Les termes populisme et populiste ont fait leur apparition en Russie au cours des années 1870. En révolte face au pouvoir tsariste de jeunes intellectuels issus de classes favorisées voulaient fraterniser avec le peuple. A l’origine le populisme russe célébrait la communauté agraire et l’assemblée villageoise comme fondements de l’histoire et de l’avenir souhaitable de la Russie.

En Amérique du Nord, sans lien avec le populisme russe, ce sont les membres du Peaple’s Party fondé en 1892 dans le Nebraska qui se sont eux-mêmes qualifiés de « populistes ». C’était la révolte des petits agriculteurs des grandes plaines contre les gros, du peuple contre les compagnies de chemins de fer, les grandes banques et les propriétaires intraitables.

En 1929 le mot fait son apparition en France, la aussi sans lien avec ce qui s’est passé en Russie et aux État Unis. Est publié le « Manifeste du roman populiste » qui est une invitation aux romanciers français à prendre davantage comme objet les milieux populaires.

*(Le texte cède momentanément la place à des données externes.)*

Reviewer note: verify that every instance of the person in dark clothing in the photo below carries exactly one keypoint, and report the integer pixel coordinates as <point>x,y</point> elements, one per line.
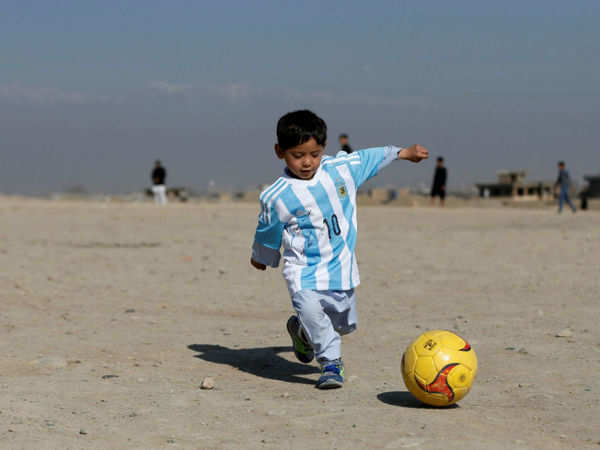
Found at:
<point>344,146</point>
<point>564,183</point>
<point>438,188</point>
<point>159,176</point>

Nous voyons donc qu’il est difficile de parler de populisme sans parler du peuple. Mais qu’est-ce que le peuple ?

Le peuple

Le dictionnaire (le petit Robert) définit le peuple comme « ensemble d’êtres humains vivant en société, habitant un territoire défini et ayant en commun un certain nombre de coutumes, d’institutions. Le peuple c’est le corps de la nation, l’ensemble des personnes soumises aux mêmes lois. » Pour aller plus loin sont énumérées plusieurs citations. Je n’en retiendrais qu’une qui me parait la plus significative pour notre objet. Celle de Valéry : « Le mot peuple désigne tantôt la totalité indistincte et jamais présente nulle part ; tantôt le plus grand nombre, opposé au nombre restreint des individus plus fortunés ou plus cultivés. »

Ainsi le peuple c’est un ensemble d’individus qui constituent le corps de la nation, qui sont soumis aux mêmes lois et vivant en société sur un territoire donné ayant en commun un certain nombre de coutumes et d’institutions. Mais cet ensemble n’est pas un bloc homogène, il est composé de différentes couches et catégories sociales.

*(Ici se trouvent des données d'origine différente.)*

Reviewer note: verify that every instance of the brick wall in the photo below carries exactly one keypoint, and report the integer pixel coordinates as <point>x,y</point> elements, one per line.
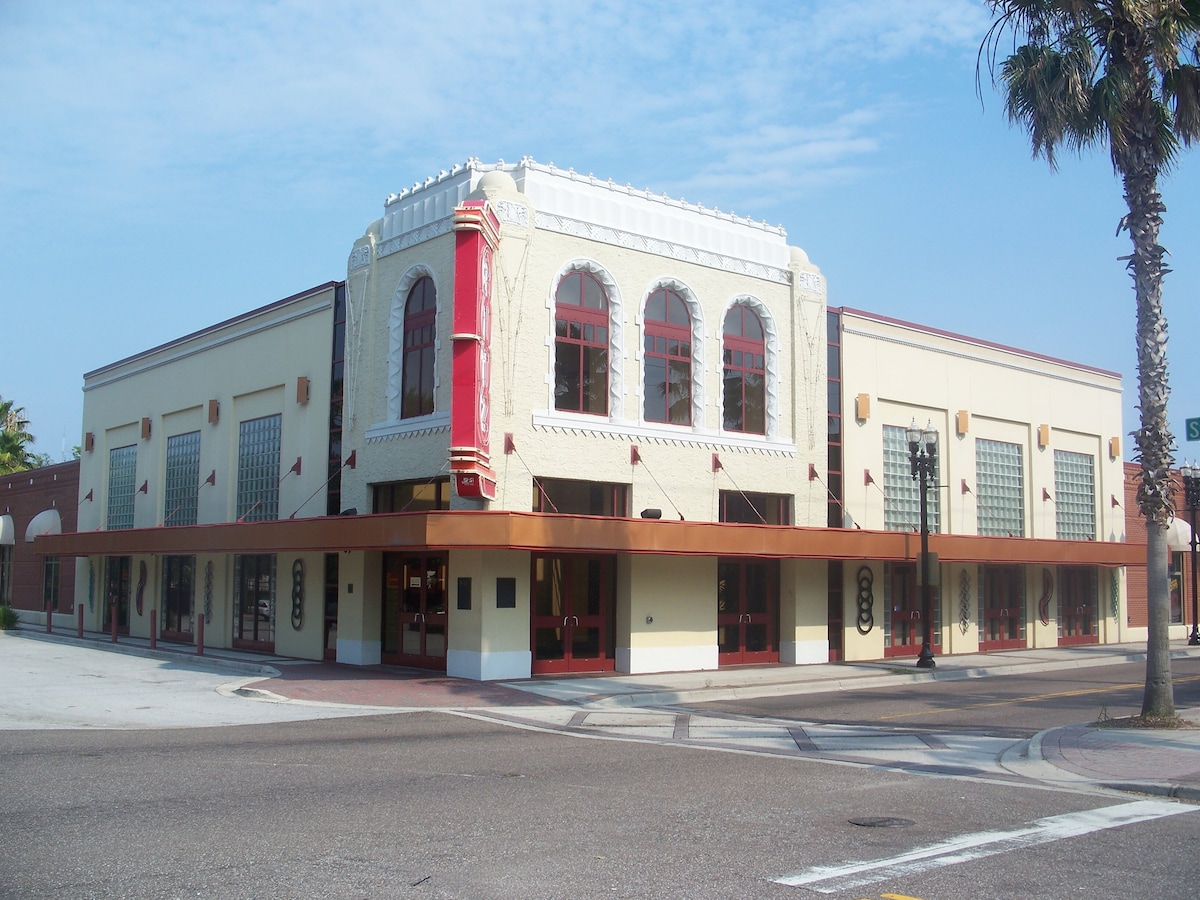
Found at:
<point>23,496</point>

La nation, une construction sociale

La nation, disait Ernest Renan dans une conférence faite en Sorbonne le 11 mars 1882, « ce n’est ni une langue, ni une origine ethnographique, ni une religion, ni un lieu géographique, c’est un principe spirituel constitué d’une histoire commune et d’un consentement actuel, le désir de vivre ensemble. Une nation est une grande solidarité, constituée par le sentiment des sacrifices qu’on a faits et de ceux qu’on est disposés à faire encore. »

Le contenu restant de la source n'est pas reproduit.